Looking at the historical process, the mechanization of agriculture has displaced millions of people, forcing the unemployed laborers to migrate to the city in search of work in the factories. Automation and globalization then shifted workers from the manufacturing sector to the service sector. Although short-term unemployment rose during these transition periods, these periods were never permanent. New business areas were born. New doors opened for those who lost their old jobs. Moreover, these new jobs were generally more desirable than the old ones. It required higher skill but brought better money. As the machines used in production improved, the productivity of the workers using these machines also increased. Thus, workers became more valuable and could demand higher wages. In this postwar period, the rise in productivity was reflected in the average worker's wage; advancing technology put money in the pocket of the worker. These workers also consumed more with their increased income.

Productivity growth went into the pockets of the worker in the 1950s, but now it goes almost entirely into the pockets of employers and investors.
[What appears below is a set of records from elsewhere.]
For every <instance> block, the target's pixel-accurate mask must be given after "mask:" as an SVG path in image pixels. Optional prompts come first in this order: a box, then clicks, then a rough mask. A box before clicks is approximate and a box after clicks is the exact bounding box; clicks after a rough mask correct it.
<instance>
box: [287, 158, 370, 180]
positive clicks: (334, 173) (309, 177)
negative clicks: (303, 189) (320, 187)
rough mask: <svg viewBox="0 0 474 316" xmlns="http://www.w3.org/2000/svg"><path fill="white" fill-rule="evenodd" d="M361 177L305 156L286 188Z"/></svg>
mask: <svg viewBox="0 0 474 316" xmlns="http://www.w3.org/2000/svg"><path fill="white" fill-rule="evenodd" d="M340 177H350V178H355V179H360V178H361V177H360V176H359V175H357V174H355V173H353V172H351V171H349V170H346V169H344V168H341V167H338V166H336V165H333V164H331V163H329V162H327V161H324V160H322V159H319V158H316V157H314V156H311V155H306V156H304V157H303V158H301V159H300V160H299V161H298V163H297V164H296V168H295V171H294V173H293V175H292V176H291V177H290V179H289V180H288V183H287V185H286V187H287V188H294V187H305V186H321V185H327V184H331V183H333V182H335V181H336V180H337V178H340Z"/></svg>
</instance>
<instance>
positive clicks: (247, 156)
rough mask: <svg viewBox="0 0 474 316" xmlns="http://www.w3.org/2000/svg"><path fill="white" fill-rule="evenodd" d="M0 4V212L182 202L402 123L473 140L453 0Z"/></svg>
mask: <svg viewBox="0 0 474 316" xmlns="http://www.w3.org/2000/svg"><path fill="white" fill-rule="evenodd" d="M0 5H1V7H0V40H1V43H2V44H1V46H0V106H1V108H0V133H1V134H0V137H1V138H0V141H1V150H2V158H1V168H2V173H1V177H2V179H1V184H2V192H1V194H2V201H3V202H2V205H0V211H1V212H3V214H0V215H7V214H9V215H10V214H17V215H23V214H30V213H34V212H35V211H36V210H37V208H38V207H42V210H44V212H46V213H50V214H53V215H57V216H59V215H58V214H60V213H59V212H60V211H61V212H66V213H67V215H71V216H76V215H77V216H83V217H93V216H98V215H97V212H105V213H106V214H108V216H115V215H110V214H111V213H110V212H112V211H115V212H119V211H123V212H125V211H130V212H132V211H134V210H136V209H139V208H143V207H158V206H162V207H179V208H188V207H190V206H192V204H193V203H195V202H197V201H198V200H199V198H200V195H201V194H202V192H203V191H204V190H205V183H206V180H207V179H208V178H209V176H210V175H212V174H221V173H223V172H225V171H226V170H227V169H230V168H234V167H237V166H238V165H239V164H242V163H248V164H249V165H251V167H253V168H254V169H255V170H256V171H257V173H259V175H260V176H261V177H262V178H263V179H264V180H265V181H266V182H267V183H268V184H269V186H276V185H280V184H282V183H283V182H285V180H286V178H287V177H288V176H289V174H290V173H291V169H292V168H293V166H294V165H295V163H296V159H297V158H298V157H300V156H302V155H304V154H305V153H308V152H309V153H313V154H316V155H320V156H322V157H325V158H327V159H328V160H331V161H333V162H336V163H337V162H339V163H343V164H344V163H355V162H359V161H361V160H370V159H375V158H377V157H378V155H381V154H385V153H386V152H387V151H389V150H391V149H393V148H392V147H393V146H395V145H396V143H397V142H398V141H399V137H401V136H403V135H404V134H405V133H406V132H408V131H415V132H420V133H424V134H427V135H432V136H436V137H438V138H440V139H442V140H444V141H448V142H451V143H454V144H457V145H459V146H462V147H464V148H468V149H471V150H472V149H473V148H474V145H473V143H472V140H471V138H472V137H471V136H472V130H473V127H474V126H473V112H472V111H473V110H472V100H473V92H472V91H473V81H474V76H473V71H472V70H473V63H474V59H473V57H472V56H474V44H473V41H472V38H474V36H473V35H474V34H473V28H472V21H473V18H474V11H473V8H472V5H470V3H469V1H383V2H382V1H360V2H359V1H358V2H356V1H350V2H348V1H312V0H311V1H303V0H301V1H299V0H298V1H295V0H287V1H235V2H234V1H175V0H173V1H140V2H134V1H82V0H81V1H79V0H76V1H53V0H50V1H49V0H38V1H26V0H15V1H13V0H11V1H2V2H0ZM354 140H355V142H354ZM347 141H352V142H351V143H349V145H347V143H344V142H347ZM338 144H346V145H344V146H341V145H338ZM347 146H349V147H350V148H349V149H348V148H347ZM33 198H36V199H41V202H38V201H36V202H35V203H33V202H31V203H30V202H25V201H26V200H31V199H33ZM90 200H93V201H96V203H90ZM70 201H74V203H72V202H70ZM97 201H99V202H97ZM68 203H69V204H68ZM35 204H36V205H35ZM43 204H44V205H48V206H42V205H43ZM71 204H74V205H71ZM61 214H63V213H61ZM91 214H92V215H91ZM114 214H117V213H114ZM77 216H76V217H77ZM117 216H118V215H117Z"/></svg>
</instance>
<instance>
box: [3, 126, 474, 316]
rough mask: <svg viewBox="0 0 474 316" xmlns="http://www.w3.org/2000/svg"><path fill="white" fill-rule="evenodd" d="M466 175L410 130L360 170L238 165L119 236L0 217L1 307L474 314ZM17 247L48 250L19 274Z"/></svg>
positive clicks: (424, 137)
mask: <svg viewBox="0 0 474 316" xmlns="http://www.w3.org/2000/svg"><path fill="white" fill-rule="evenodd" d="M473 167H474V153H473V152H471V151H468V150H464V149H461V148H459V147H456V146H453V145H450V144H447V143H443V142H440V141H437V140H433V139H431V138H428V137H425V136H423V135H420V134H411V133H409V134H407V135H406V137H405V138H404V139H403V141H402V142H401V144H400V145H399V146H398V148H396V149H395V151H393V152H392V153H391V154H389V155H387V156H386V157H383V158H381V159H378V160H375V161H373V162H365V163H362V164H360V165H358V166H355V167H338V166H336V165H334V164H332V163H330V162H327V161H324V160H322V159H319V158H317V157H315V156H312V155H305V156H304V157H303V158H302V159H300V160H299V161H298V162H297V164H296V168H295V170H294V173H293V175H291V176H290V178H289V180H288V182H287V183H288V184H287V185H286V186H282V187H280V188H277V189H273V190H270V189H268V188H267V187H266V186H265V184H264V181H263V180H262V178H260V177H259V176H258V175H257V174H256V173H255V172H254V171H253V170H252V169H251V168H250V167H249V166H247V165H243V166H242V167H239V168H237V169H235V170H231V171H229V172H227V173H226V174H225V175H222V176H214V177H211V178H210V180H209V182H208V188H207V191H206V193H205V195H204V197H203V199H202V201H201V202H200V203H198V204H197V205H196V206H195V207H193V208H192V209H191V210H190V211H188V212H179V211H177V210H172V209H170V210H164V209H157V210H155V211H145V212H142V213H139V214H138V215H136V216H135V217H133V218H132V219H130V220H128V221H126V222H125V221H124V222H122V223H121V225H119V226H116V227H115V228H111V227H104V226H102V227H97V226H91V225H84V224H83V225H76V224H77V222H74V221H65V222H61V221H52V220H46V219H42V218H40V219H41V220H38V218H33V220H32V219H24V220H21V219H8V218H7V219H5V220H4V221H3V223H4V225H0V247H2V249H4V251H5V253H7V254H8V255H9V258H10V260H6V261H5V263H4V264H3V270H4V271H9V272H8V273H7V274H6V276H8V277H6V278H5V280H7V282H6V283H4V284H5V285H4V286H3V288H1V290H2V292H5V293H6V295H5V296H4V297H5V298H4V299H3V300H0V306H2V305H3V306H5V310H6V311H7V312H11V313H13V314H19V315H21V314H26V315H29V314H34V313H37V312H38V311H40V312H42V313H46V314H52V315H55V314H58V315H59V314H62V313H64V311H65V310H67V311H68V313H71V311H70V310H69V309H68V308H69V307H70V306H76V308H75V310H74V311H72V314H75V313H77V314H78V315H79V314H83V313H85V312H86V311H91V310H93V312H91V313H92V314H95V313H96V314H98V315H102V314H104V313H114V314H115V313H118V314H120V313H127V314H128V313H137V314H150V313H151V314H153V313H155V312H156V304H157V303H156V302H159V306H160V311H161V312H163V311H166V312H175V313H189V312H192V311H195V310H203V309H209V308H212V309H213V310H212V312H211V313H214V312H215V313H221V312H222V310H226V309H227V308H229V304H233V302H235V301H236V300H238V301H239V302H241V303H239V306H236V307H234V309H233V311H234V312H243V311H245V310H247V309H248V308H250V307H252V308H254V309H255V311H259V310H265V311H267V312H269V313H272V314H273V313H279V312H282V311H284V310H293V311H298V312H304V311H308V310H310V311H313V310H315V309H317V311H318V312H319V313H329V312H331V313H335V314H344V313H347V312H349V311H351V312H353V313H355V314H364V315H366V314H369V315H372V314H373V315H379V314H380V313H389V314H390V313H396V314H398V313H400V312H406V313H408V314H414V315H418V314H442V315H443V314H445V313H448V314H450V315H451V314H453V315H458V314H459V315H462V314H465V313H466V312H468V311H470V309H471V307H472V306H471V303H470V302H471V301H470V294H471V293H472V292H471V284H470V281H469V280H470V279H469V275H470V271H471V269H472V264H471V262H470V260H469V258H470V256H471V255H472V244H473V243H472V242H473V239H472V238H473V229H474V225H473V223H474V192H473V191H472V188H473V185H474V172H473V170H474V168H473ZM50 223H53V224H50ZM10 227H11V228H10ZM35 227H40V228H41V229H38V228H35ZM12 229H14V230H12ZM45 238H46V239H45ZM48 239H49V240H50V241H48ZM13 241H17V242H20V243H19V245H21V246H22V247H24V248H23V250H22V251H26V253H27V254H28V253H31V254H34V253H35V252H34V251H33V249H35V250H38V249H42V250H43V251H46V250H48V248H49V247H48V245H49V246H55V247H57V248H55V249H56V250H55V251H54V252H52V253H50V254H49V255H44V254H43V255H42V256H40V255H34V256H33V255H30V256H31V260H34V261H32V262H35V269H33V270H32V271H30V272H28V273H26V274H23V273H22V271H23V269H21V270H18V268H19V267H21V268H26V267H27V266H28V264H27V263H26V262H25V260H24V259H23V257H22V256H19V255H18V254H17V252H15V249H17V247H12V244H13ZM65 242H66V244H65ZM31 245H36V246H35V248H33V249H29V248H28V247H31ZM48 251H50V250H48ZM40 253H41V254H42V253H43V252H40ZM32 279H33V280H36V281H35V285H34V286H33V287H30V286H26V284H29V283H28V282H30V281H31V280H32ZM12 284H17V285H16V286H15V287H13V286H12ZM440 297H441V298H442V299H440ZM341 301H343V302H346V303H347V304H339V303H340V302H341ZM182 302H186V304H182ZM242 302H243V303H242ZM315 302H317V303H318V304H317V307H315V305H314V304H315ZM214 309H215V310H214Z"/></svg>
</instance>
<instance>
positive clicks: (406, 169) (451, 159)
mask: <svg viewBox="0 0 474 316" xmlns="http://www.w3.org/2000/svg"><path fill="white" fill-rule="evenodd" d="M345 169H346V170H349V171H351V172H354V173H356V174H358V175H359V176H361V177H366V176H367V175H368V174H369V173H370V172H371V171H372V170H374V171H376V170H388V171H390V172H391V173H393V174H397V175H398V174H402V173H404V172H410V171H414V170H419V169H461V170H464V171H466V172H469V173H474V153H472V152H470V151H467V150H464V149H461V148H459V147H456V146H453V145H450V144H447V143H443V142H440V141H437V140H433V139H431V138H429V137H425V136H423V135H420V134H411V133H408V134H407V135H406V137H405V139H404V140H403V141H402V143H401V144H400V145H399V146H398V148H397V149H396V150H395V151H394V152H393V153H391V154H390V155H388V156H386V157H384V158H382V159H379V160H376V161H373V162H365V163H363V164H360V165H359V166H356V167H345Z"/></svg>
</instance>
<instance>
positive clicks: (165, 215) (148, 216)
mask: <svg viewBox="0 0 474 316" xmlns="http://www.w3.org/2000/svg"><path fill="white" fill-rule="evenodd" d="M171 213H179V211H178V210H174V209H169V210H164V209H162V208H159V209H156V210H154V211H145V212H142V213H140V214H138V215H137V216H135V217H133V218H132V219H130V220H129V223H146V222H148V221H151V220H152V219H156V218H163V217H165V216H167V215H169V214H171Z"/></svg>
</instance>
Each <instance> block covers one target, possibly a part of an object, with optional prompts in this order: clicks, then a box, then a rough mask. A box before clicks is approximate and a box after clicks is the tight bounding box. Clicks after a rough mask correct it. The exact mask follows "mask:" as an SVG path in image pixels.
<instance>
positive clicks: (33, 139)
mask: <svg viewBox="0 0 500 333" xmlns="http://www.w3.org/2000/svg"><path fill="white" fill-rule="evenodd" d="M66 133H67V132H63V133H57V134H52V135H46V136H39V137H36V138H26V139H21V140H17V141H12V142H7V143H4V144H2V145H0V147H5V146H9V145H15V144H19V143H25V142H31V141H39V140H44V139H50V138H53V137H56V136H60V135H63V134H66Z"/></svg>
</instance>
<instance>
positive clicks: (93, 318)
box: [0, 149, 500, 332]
The share of national income that goes to labor has fallen rapidly compared to the share that goes to capital and it continues in free fall. In the face of this situation, one of our most basic assumptions about technology, "The machine is a tool that increases the productivity of the worker." We will also have to question his assumption. Because today, machines themselves become workers.

OECD's 2016 indicators show that especially underdeveloped and developing countries will face greater destruction in the face of automation. As a result of automation, the entire economy can become less labor-intensive and more capital-intensive. For example, although fledgling companies such as Google and Facebook have huge market capitalizations, the number of people they employ remains small relative to their size and influence.

Result

Robots and artificial intelligence have now become an indispensable part of our lives. The fact that these technologies change business processes and transform professions has started to create great changes and destruction in employment. Governments need to adapt their legal regulations to these developments so that human workers who lose their jobs to robots can be included in the process. In addition, the adaptation of companies to automation causes reductions in tax revenues of governments. In this respect, it will be necessary to make adjustments in tax laws primarily in order to ensure that people are trained and gain new skills in the face of this technology and to balance the tax revenues of governments.